How I learned to stop worrying and love uptime

ozgurCity Cloud5 Comments

uptimeUptime, that golden cauldron at the end of the rainbow. Everybody is out to get it, we throw everything we can in the hope that our servers stay on all the time.

No easy task but thanks to cloud computing, the hardware part started to gain a few benefits like automatic disaster recovery and fail-over, provided you did your homework and set up your datacenter right.

Now, what about the software?

All about uptime

To those of you that are not obsessed with this, allow me to explain. Uptime is the time your server has been up since the last boot. Who knew, right?

Uptime is just a number but the implications are vast. Uptime leads to what we call SLA’s or Service Level Agreement, which is based on how much the servers have been up on a given period as a parameter for a service agreement.

You have uptime on every computer that has been started and is still on. Let’s see how to check this on Windows 7, load up the Task Manager (usually with Ctrl+Shift+ESC key combination) and go to the “Performance” tab.

uptime on windows

Here you’ll see how long has your computer been running under “Up Time”, which has days:hours:minutes:seconds format.

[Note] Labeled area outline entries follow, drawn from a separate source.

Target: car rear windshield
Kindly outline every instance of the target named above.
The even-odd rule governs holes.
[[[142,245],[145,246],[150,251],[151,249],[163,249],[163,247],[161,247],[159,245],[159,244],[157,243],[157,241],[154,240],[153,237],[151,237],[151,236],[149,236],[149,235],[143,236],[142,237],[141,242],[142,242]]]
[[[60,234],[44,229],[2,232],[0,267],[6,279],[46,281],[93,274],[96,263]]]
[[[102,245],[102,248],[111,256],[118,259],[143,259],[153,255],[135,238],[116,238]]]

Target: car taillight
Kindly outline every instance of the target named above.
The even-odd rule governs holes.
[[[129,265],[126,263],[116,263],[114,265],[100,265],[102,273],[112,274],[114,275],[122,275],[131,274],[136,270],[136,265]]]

On Linux is even easier, just run the following command on a console:

uptime

Opposed to uptime we have downtime and the importance of this is apparent when, for instance, you just paid for a campaign and much more users are trying to access your site and all of the sudden it cannot be accessed. Or when a disk fails, since hardware is bound to fail sooner or later and you just lost a couple thousands dollars because users cannot get to the ecommerce part of the site.

The cause of downtime may come from several sources. It could be hardware related, a router here and there that failed to transmit a packet, a thunderstorm denying a complete datacenter or it could be software related where a web server is not properly setup and it completely clogs the server or a kernel panic just blocked access to everything.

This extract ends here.